We knew that we wanted to create a sustainable revenue model. We didn’t want to just have a kids’ program and have to beg for money all the time, so we put a lot of focus into building a paid adults program. Adults can come and pick a membership level that works for their financial situation as well. That makes us a gym for the whole community. We fund about 75 percent of our monthly budget currently from our adult members, which means we can tell donors we’re paying for all of our administrative expenses and core operating costs with our adult memberships, so all of the money donated is truly going to fund the programs and services for our kids.
Our first space is only about 1,600 square feet. We’re sort of busting out at the seams of some of our peak classes and we’re getting to the point where we’re starting to turn people away, which obviously isn’t what we want to do, so we are opening a second location in nine to 15 months. That location will be about five times as big. It will have dedicated classrooms for the kids, study areas with desks, four showers, an outdoor area where they can grill out, an art room, potentially even a nap room or nap pods. If a kid needs to come from 3:30 to 10 p.m., they’re going to have everything that they need to get their school work done and be supported and be comfortable.
One of the things we’re trying to do is not build Guardian Gyms all over the world; we want to inspire people by letting them see that what we’ve done works and it can be done, even in one of the most expensive areas of the country.
It is extremely fulfilling to do this work. I have a family of my own. I have a one-year-old son. I often find that challenging to balance the two. I feel guilty when I’m not doing enough to move Guardian forward and I feel guilty when I’m spending too much time at Guardian. That’s the one challenge. Overall, it’s getting to the point where – and I think Twitter taught me this – it’s about building a great team around you and I think we’ve built a really amazing team of instructors and administrators and a great, diverse board of directors. The organization is finally starting to run itself and I’m able to step back from cleaning the mats and doing the day-to-day stuff and start to focus more on the higher-level priorities, which is really exciting.

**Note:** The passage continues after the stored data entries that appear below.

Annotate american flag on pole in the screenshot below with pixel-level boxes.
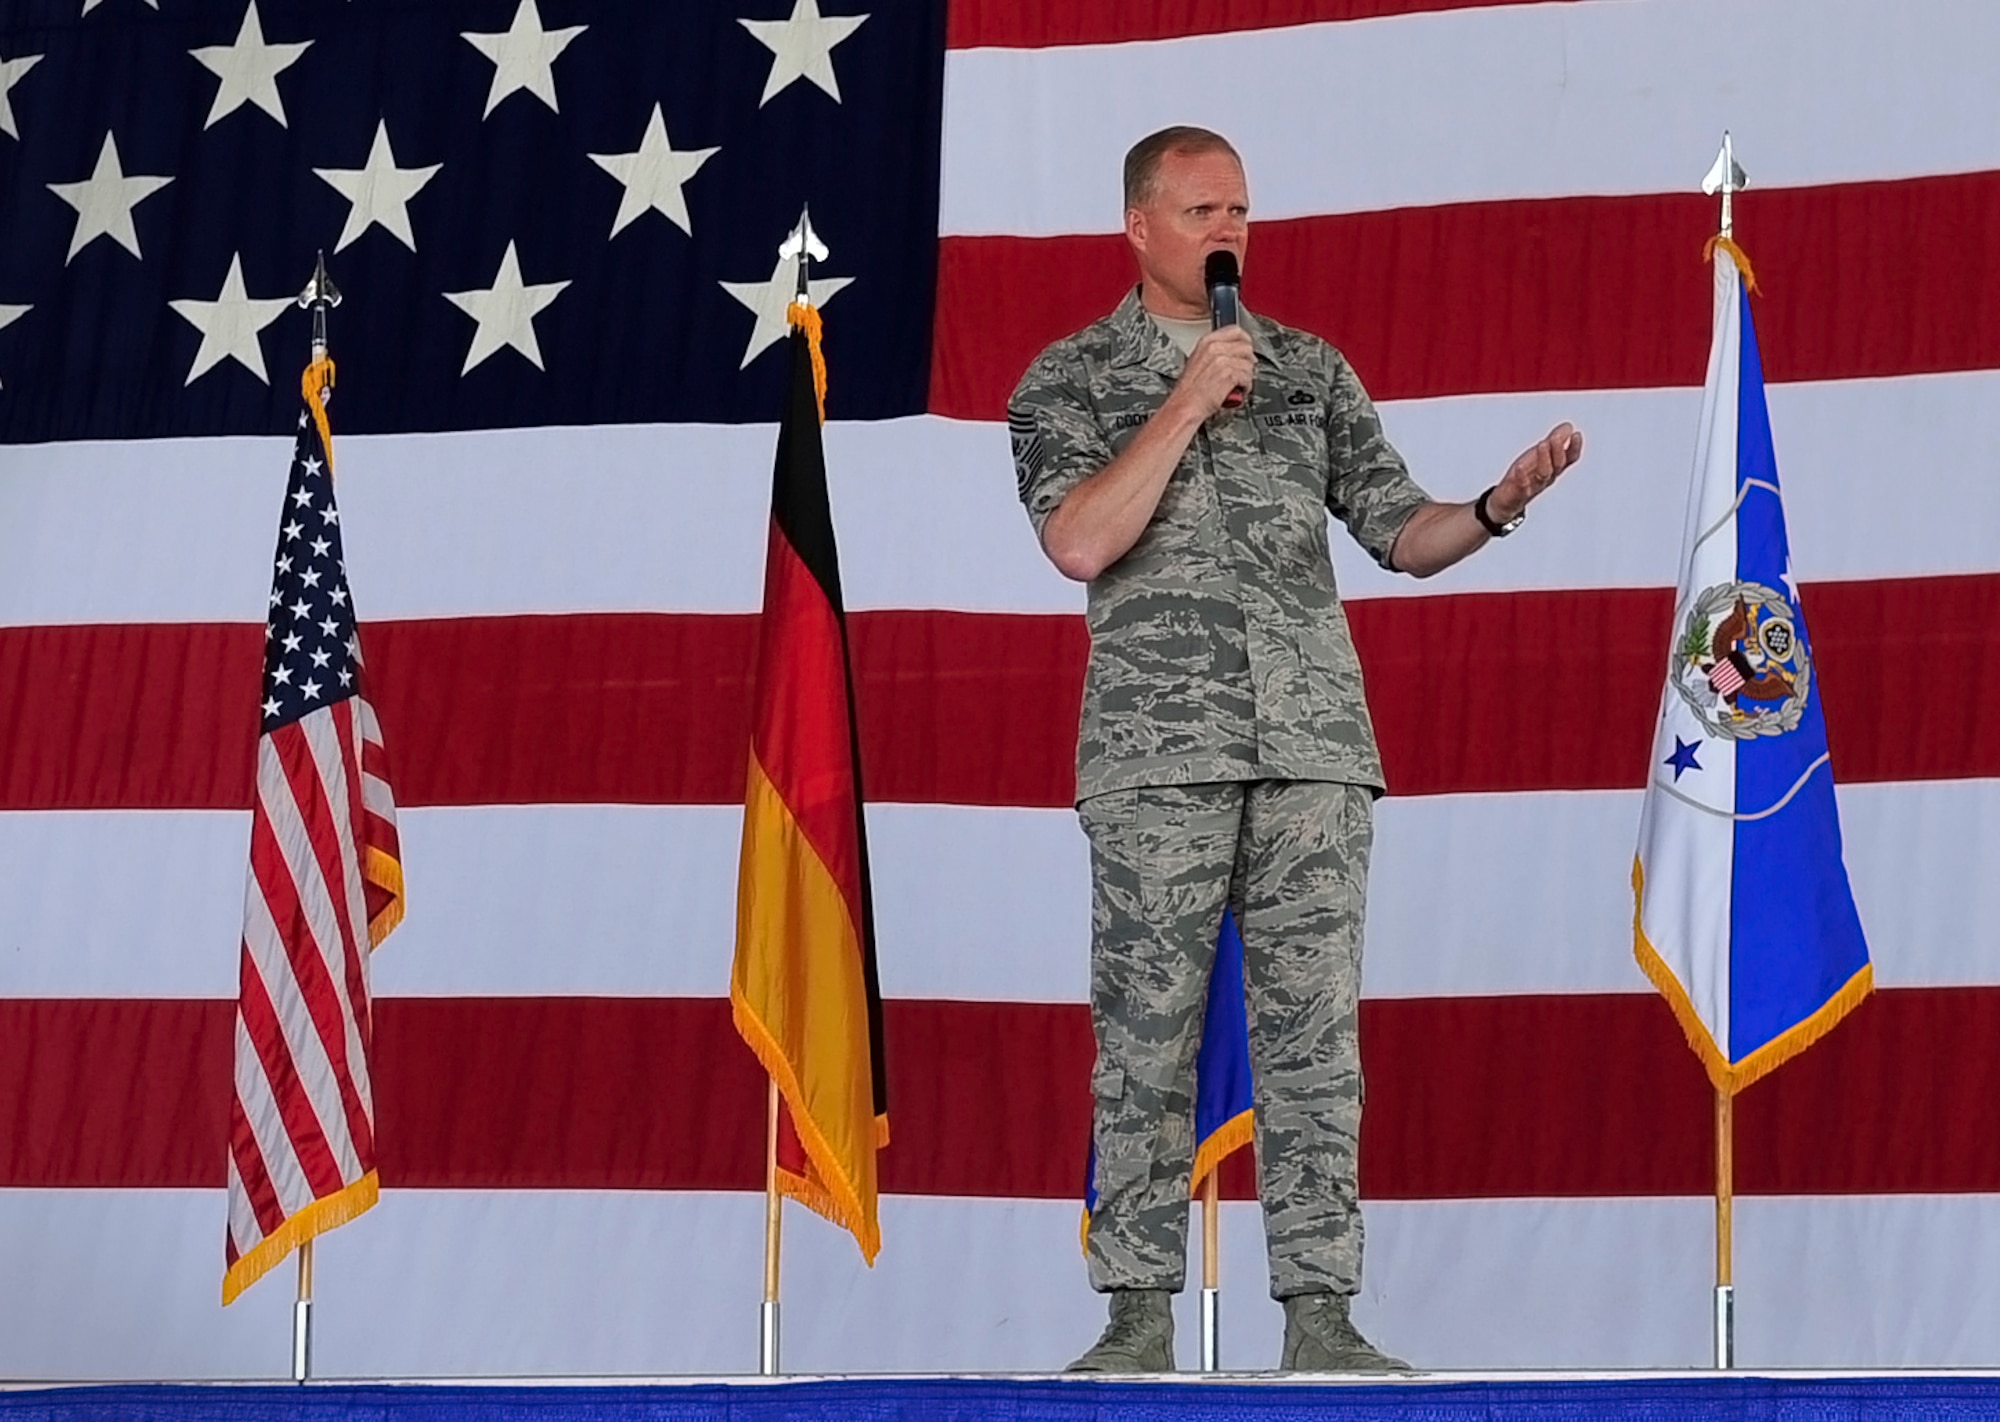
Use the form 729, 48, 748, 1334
223, 358, 405, 1305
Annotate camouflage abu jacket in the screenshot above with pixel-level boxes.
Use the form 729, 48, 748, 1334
1008, 287, 1431, 802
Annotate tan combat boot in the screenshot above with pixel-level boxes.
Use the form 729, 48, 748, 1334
1066, 1288, 1175, 1372
1280, 1292, 1409, 1372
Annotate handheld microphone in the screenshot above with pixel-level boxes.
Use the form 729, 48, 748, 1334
1205, 249, 1240, 329
1204, 250, 1244, 407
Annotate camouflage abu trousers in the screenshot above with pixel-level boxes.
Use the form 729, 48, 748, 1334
1078, 779, 1373, 1300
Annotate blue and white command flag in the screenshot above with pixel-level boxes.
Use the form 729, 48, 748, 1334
1633, 241, 1872, 1094
1189, 907, 1256, 1195
1084, 908, 1255, 1247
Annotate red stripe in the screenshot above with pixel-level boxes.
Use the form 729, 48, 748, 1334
0, 622, 258, 809
929, 172, 2000, 420
4, 989, 1997, 1197
227, 1093, 287, 1241
750, 525, 868, 933
249, 741, 374, 1162
233, 947, 347, 1204
356, 697, 404, 885
365, 811, 399, 859
1, 575, 1994, 809
946, 0, 1566, 48
365, 812, 400, 863
0, 998, 229, 1188
326, 700, 379, 1071
1362, 576, 2000, 794
359, 698, 394, 796
273, 718, 367, 999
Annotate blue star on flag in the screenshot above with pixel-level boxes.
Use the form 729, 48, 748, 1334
1664, 736, 1703, 781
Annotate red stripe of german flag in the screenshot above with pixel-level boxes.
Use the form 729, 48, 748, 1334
730, 311, 889, 1263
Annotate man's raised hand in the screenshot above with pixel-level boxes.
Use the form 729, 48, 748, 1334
1490, 422, 1585, 522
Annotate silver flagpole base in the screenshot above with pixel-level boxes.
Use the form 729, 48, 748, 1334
291, 1298, 313, 1382
1713, 1284, 1735, 1369
759, 1298, 781, 1377
1199, 1286, 1221, 1372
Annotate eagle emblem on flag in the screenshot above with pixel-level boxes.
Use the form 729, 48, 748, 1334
1670, 579, 1813, 740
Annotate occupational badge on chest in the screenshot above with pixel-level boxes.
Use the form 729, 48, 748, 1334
1256, 390, 1318, 427
1670, 581, 1812, 739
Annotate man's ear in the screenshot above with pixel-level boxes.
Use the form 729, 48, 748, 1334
1124, 205, 1147, 255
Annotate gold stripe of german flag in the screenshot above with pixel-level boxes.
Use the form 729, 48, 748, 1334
730, 305, 888, 1264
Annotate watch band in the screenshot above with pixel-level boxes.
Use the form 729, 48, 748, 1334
1474, 486, 1524, 538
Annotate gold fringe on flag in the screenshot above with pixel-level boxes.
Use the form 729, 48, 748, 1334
1631, 858, 1873, 1096
1081, 1109, 1259, 1255
1190, 1109, 1256, 1200
787, 301, 827, 423
222, 1171, 378, 1305
364, 843, 405, 946
730, 990, 883, 1264
302, 357, 336, 468
1704, 234, 1761, 293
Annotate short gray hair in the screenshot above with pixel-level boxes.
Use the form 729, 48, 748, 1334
1123, 126, 1242, 210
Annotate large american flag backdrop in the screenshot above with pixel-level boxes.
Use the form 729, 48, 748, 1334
2, 0, 1997, 1377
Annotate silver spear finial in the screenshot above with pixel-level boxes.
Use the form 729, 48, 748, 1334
296, 250, 342, 363
1701, 132, 1749, 238
778, 206, 828, 301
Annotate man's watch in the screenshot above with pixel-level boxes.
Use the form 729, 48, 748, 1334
1474, 486, 1525, 538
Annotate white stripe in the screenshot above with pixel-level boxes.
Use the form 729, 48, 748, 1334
259, 730, 366, 1032
6, 779, 1995, 1001
0, 420, 1064, 622
4, 1188, 2000, 1376
1382, 778, 1981, 997
368, 803, 1095, 1003
360, 770, 395, 824
0, 809, 248, 996
4, 373, 1997, 626
230, 1001, 318, 1225
1357, 370, 2000, 600
223, 1146, 260, 1264
253, 735, 373, 1168
356, 696, 400, 830
940, 0, 2000, 234
241, 870, 366, 1185
298, 706, 379, 1121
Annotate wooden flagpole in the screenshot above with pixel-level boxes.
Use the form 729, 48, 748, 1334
1199, 1170, 1221, 1371
1696, 132, 1747, 1373
749, 210, 832, 1382
1714, 1088, 1735, 1368
760, 1077, 783, 1376
289, 251, 339, 1389
291, 1239, 314, 1381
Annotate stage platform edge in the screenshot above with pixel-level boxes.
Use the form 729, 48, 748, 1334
9, 1372, 2000, 1421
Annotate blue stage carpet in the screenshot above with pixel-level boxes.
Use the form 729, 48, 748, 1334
7, 1377, 2000, 1422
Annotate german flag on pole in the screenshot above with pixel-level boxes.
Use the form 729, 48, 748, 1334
731, 300, 889, 1264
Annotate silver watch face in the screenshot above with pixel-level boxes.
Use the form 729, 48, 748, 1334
1500, 509, 1526, 534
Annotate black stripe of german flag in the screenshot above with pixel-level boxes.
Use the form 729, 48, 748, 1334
730, 315, 889, 1263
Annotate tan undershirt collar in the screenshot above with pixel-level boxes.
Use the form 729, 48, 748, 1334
1147, 311, 1213, 357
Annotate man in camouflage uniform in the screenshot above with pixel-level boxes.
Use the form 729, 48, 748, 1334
1009, 126, 1584, 1372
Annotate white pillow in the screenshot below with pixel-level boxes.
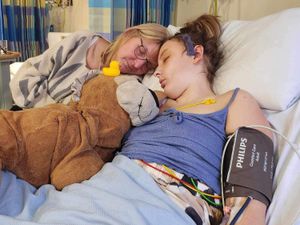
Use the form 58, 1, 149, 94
167, 24, 181, 36
9, 62, 24, 80
214, 8, 300, 111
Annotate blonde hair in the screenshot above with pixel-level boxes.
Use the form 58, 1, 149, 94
101, 23, 170, 67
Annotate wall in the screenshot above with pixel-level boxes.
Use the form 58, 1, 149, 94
49, 0, 89, 32
50, 0, 300, 32
175, 0, 300, 26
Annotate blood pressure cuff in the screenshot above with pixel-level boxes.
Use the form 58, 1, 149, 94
222, 127, 275, 207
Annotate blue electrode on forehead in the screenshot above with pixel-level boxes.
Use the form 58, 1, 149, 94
181, 34, 195, 56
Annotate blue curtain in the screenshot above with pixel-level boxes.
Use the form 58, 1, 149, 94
127, 0, 176, 27
0, 2, 4, 40
88, 0, 175, 41
0, 0, 49, 61
89, 0, 127, 41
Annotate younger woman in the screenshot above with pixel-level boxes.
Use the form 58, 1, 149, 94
120, 14, 273, 225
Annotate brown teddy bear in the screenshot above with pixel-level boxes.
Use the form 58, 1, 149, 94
0, 73, 159, 190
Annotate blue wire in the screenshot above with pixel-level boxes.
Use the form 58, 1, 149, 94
230, 196, 252, 225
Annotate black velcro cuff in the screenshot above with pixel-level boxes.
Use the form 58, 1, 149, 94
222, 127, 275, 207
148, 89, 159, 107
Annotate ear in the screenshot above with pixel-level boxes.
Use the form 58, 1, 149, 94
193, 45, 204, 63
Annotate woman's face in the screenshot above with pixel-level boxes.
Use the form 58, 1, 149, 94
155, 40, 195, 99
115, 37, 160, 75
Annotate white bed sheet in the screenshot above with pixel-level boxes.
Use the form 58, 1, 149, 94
265, 100, 300, 225
0, 155, 194, 225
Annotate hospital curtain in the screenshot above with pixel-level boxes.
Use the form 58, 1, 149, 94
88, 0, 175, 41
0, 2, 4, 40
126, 0, 176, 27
88, 0, 127, 41
1, 0, 49, 61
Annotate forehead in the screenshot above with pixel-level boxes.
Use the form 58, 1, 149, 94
142, 38, 161, 63
145, 39, 160, 52
121, 36, 140, 47
159, 39, 184, 57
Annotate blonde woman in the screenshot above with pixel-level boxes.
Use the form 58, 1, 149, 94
0, 23, 169, 190
10, 23, 169, 108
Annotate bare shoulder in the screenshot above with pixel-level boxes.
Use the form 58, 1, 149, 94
230, 89, 261, 113
218, 88, 253, 101
225, 89, 273, 139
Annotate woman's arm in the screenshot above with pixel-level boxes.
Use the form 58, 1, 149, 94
224, 89, 273, 225
226, 89, 273, 139
9, 31, 94, 108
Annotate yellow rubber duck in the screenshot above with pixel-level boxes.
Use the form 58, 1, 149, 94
102, 60, 120, 77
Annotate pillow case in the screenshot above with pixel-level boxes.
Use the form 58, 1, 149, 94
214, 8, 300, 111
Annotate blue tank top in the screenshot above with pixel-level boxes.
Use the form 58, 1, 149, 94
121, 89, 239, 194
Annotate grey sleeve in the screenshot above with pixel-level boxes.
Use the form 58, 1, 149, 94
9, 31, 92, 108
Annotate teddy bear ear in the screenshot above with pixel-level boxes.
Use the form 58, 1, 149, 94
114, 75, 141, 85
116, 79, 159, 126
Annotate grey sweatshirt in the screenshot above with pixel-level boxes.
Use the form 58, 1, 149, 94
10, 31, 102, 108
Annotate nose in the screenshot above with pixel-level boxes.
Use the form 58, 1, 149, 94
153, 69, 161, 78
133, 58, 147, 69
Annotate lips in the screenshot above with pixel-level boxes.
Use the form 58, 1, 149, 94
120, 59, 146, 75
159, 79, 166, 88
120, 60, 132, 73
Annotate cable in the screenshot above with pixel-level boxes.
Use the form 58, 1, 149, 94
246, 125, 300, 159
220, 132, 235, 206
220, 124, 300, 206
140, 160, 221, 199
190, 177, 222, 207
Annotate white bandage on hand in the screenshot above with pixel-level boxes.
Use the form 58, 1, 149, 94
115, 75, 159, 126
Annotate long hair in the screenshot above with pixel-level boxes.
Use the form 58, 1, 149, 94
101, 23, 170, 67
171, 14, 223, 85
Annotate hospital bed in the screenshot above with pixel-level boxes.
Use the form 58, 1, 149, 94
1, 8, 300, 225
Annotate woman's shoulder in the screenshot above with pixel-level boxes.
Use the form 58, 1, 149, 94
230, 88, 258, 106
218, 88, 260, 115
218, 88, 256, 105
70, 31, 100, 40
224, 89, 271, 136
60, 31, 101, 43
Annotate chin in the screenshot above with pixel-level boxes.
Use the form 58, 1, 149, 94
164, 91, 174, 99
165, 91, 179, 100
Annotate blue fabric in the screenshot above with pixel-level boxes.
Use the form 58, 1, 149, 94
127, 0, 176, 27
89, 0, 126, 8
1, 1, 49, 61
121, 89, 240, 194
89, 0, 127, 41
0, 155, 194, 225
88, 0, 112, 7
88, 0, 175, 40
0, 1, 4, 40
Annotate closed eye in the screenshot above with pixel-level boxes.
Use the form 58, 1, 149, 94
163, 56, 169, 63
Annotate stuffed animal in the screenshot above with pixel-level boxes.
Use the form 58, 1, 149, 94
0, 67, 159, 190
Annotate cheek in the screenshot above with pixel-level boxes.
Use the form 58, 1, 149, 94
164, 87, 182, 100
115, 51, 125, 60
116, 46, 134, 60
164, 76, 185, 99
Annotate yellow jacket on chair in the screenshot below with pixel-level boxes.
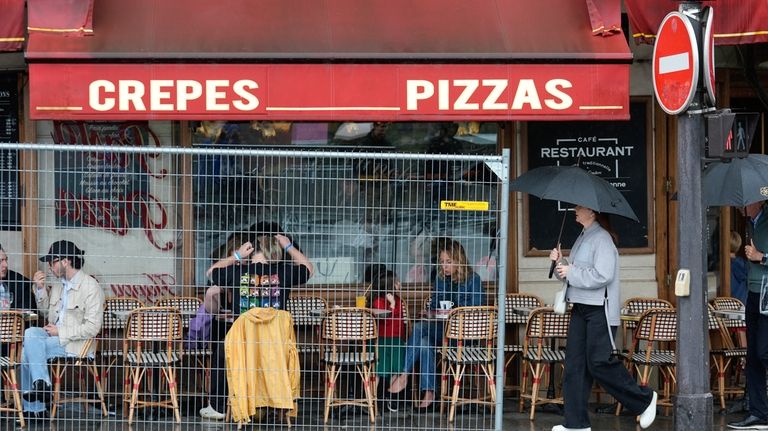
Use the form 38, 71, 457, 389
225, 307, 300, 423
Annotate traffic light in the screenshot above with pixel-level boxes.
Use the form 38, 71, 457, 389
706, 109, 758, 158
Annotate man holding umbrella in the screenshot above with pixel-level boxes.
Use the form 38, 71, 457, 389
728, 200, 768, 430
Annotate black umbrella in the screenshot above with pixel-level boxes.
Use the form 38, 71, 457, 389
702, 154, 768, 207
511, 165, 638, 278
510, 165, 639, 221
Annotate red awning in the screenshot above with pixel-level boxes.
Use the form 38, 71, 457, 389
625, 0, 768, 46
26, 0, 631, 62
27, 0, 94, 36
26, 0, 632, 122
0, 0, 25, 52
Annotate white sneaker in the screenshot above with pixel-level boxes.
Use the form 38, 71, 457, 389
200, 404, 225, 420
552, 426, 591, 431
639, 391, 658, 429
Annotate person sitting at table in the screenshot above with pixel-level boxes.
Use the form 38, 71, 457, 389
371, 269, 406, 412
22, 240, 104, 422
388, 238, 484, 411
0, 243, 36, 310
202, 227, 313, 420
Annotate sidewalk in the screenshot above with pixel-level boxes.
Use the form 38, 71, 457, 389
6, 398, 745, 430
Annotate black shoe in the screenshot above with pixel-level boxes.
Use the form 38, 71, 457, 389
17, 410, 48, 425
22, 380, 51, 403
387, 400, 399, 413
728, 415, 768, 429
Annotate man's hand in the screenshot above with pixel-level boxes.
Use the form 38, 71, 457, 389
745, 239, 765, 263
43, 324, 58, 336
33, 271, 47, 291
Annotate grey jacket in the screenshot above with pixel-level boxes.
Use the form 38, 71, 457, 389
556, 222, 620, 326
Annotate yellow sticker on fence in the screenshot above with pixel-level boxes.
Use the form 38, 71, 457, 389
440, 201, 489, 211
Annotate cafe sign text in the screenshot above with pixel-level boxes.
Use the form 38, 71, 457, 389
30, 63, 629, 121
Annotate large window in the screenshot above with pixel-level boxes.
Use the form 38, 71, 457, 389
191, 121, 500, 285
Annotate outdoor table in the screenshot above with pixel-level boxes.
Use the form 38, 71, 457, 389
310, 307, 391, 318
712, 309, 745, 321
20, 310, 38, 322
420, 309, 452, 321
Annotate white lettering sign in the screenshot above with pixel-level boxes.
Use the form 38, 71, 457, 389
405, 78, 574, 111
89, 79, 260, 112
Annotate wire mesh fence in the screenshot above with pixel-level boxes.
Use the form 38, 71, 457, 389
0, 140, 509, 430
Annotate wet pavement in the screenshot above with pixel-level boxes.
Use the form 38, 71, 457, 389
1, 397, 747, 430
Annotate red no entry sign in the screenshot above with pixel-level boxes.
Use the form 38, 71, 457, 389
653, 11, 699, 115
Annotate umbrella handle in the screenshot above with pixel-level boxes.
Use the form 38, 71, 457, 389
548, 259, 557, 279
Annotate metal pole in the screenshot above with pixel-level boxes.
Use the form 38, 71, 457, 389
494, 148, 510, 431
675, 2, 713, 430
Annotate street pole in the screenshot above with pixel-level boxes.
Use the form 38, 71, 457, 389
674, 2, 713, 430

Sometimes, I have to pull myself back from the Silicon Valley mindset of “How do we grow? How do we scale? How do we help even more kids?” I really get a kick out of seeing that one kid really smiling on the mat or that one kid come up and say, “Thank you for doing this. I love this place. It’s changed my life,” or “I got into college yesterday.” If it saves one kid’s life, or changes one kid’s life, it’s worth it. In the first few years, we’ve already seen multiple kids who fit that bill, for whom we’ve drastically changed the happiness level in their life, kids who haven’t committed suicide, kids who haven’t gone through depression. I think it’s really amazing.
Ben Kovacs is the co-founder and creative director of Guardian Gym.